J’entretiens pour le morbide une fascination. Sans raison avouée je recherche corps, crimes, mélancolie. Sans cesse à travers tous les arts j’explore des ténèbres. Les Chants de Maldoror est le livre le plus ténébrant que j’ai pu lire. VideodromeLa Mouche et Le Festin nu sont des films où j’aime me retrouver. Les sculptures de Berlinde de Bruyckere — cadavres équins et chairs humaines — me fascinent depuis que je les ai contemplées dans une église à Avignon. Lolita a été une révélation, Nabokov nous y trompe si bien qu’on en viendrait à plaindre Humbert Humbert. Avec Le Mystère de Marie Roget, Poe montre que la fiction ne vaut que si elle est imprégnée de réel, que le réel ne vaut que s’il est imprégné de fiction. À rebours de Huymans est le plus précieux des traités esthétiques, La Famille Addams de Sonnenfeld et Only Lovers Left Alive de Jarmusch pourraient à leur manière en être deux autres.


III.
Listes

(1) Auteurs : Hugo, Poe, Baudelaire, Lautréamont, Huysmans, Doyle, Lovecraft, Rachilde, Nabokov, et encore Gabrielle Wittkop, Lucius Shepard, Tom Piccirilli, Alan Moore, Pascal Quignard, Thomas Ligotti, Thierry Di Rollo, William T. Vollmann, Jeff VanderMeer, Kelly Link, Michael Cisco.

(2) Films : Batman : Le Défi (Tim Burton, 1992), La Famille Addams (Barry Sonnenfeld, 1991), Only Lovers Left Alive (Jim Jarmusch, 2013), Sleepy Hollow (Tim Burton, 1999), Indiana Jones et la Dernière Croisade (Steven Spielberg, 1989), La Vie privée de Sherlock Holmes (Billy Wilder, 1970), Dracula (Francis Ford Coppola, 1992), La Mouche (David Cronenberg, 1986), Seven (David Fincher, 1995), Love Exposure (Sion Sono, 2008) — et aussi le cinéma de Guillermo Del Toro, Le Labyrinthe de Pan (2006) et Crimson Peak (2015).

(3) En vrac groupes, musiciens, compositeurs : Bach, Blood Axis, Bohren & der Club of Gore, Women of the SS, Ghosts Of Breslau, Death Aura, Ulver, Der Blaue Reiter, Worrytrain, Hans Zimmer, Marin Marais, Zbigniew Preisner, Arvo Pärt, Chelsea Wolfe, Antony and the Johnsons, etc.


IV.
Jack l’Éventreur et les nazies

Ils sont à l’art horrifique ce que les standards sont au jazz. (1) J’ai passé des nuits à parcourir Whitechapel, fasciné, fasciné de ne trouver aucune réponse et toujours plus de mystère.

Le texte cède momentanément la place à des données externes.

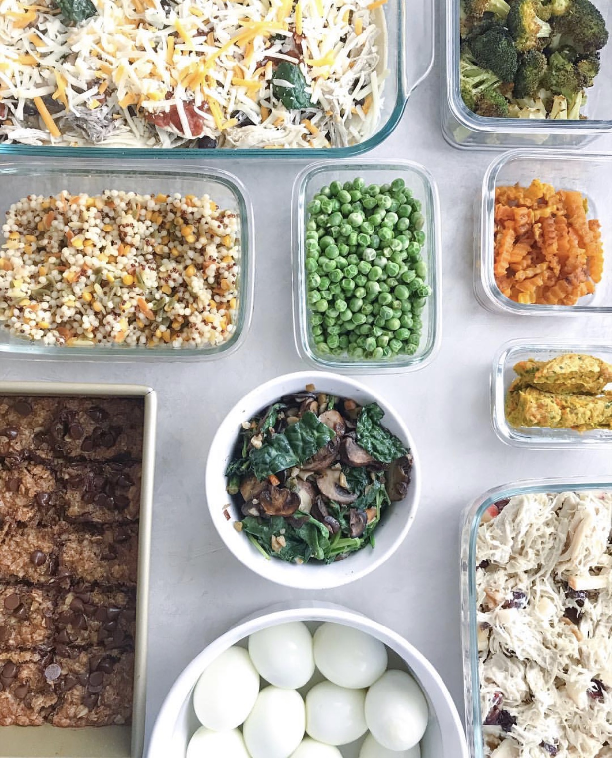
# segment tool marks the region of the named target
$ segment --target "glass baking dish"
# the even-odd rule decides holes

Le mystère est la seule réponse qu’apportera jamais Jack l’Éventreur. La moindre œuvre qui donne et un visage et un nom au tueur de Whitechapel se fourvoie. L’album 1888 d’Andrew King & Les Sentiers Conflictuels figure sans doute l’ultime œuvre ripperologique. (2) Je me suis rendu à Auschwitz et à Birkenau. Le temps a effacé toutes les horreurs. Le soleil brillait si fort. Un écureuil est passé entre des blocks où soixante-dix ans plus tôt des gens mourraient. Ce fut un voyage glaçant comme décevant. Il reste plus d’horreur dans les livres.


V.
Eymery

Eymery est un pseudonyme choisi en référence à Marguerite Eymery, dite Rachilde, auteure décadente née en 1860 et morte en 1953, malheureusement un peu oubliée, responsable de plusieurs chefs-d’œuvre de déviance tels que Monsieur Vénus ou La Tour d’amour.